PDA

View Full Version : PBO in Catalyst 7.1 !



gybe
01-10-2007, 02:45 PM
I was so surprise today when I saw the extension GL_ARB_pixel_buffer_object
in the new Catalyst driver. Quickly I wrote a simple test application where I do an asynchronous ReadPixel. I add some error check, to make sure I don’t receive any error message and I compute the time it takes to do the read pixel.

Here is my code:

glFinish();
glBindBufferARB(GL_PIXEL_PACK_BUFFER_ARB, m_unImageBuffer);
QueryPerformanceCounter((LARGE_INTEGER *)&lnStart);
glReadPixels( 0, 0, m_unWindowWidth, m_unWindowHeight, GL_RGBA , GL_UNSIGNED_BYTE, BUFFER_OFFSET(0));
QueryPerformanceCounter((LARGE_INTEGER *)&lnEnd);
glBindBufferARB(GL_PIXEL_PACK_BUFFER_ARB, 0);

m_fReadPixelTime = (float) (((double)lnEnd - (double)lnStart) / (double)m_nFrequency);


For a 512x512 back buffer it takes 8 ms to do the read pixel. I get similar performance without the PBO. Am I doing anything wrong? Cause Im not sure the read pixel is asynchronous. I know they just release it, but the ARB extension has been approved in December 2004, it’s not like they didn’t have time to make it right. Should we expect ATI to fix it or it’s a hardware limitation? Im using a X1900 XT.

gybe
01-10-2007, 05:48 PM
I just run the same test application on a GeForce 6600 and it takes 1.5 ms for the readpixel.

Nicolas Lelong
01-10-2007, 10:03 PM
Finally, PBO on ATI :)

Did you try a glReadPixels with GL_BGRA instead of GL_RGBA ? From what I remember, it would be more likely to be optimized...

just my 2 cents ...

gybe
01-11-2007, 04:42 AM
Originally posted by Nicolas Lelong:
Finally, PBO on ATI :)

Did you try a glReadPixels with GL_BGRA instead of GL_RGBA ? From what I remember, it would be more likely to be optimized...

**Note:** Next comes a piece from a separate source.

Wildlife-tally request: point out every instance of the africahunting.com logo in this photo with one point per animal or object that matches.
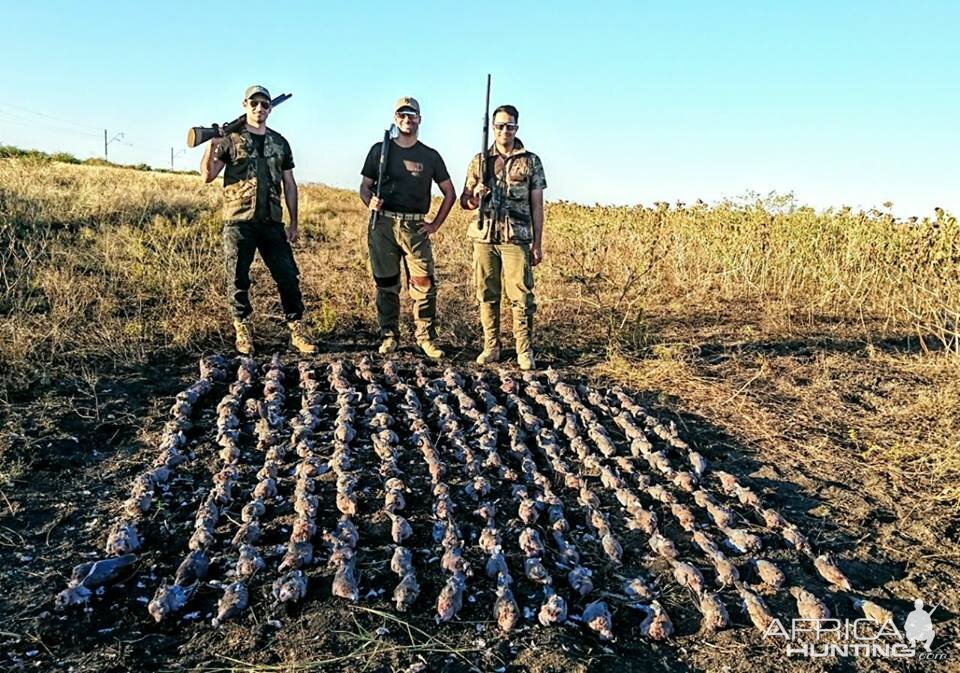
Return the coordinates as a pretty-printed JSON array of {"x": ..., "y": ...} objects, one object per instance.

just my 2 cents ... Yeah I also tried BGRA, since they read in BGRA in the extension spec, but I get the same performance.

Ozo
01-12-2007, 06:48 PM
That's sad, because Asynchronous ReadPixel is a very interesting OpenGL function. I was recently looking into it, hoping that it would be available soon. From what I can see, I'll have to keep waiting ...

Is there any other way of doing asynchronous ReadPixel with an ATI driver?

ATI: Any hope that you fix this in a future release?

Ozo.

Zengar
01-12-2007, 11:48 PM
You can still use it, can't you? PBO is not hard to implement even if hardware doesn't support it (which is clearly not the case of ATI). But if they fail to deliver well-working implementation, it is still not a reason not to use the extension. ATI just has to keep up. On the other side, fisr implementations tend to be slow.

Ozo
01-13-2007, 05:05 AM
I can still use it, but the ReadPixel won't be done asynchronously. I would need the ReadPixel to be processed in the background (some DMA transfer with almost no CPU impact), ... while the draw thread continues to process and send commands to the GPU.

Maybe Gybe can quickly do more tests on ATI : Is 8ms a fix cost, or does the ReadPixel time scale with the size of the surface you read (ex 1024x1024)?

Ozo

gybe
01-13-2007, 08:17 AM
Originally posted by Ozo:
Maybe Gybe can quickly do more tests on ATI : Is 8ms a fix cost, or does the ReadPixel time scale with the size of the surface you read (ex 1024x1014)? It's not a fix cost, it scales with the size of the surface to transfer. In 1600x1200 it takes more than 15 ms.


Originally posted by Zengar:
You can still use it, can't you? PBO is not hard to implement even if hardware doesn't support it (which is clearly not the case of ATI). But if they fail to deliver well-working implementation, it is still not a reason not to use the extension. ATI just has to keep up. On the other side, fisr implementations tend to be slow. Transfers are not asynchronous. We can just do a normal readpixel and we will get the same performance. Actually in my case PBO readpixel is 1ms slower than normal readpixel(maybe because of the transfer video mem to video mem).

I just hope it's possible to do asynchronous ReadPixel with an ATI GPU. I hope somebody from ATI can confirm that.

Overmind
01-13-2007, 08:30 AM
It's hard to believe that asynchronous transfer is not possible on any hardware.

It should be possible to implement it purely in the driver without any special hardware features. Perhaps it just takes some time to get it right, these asynchronous things can get pretty complicated ;)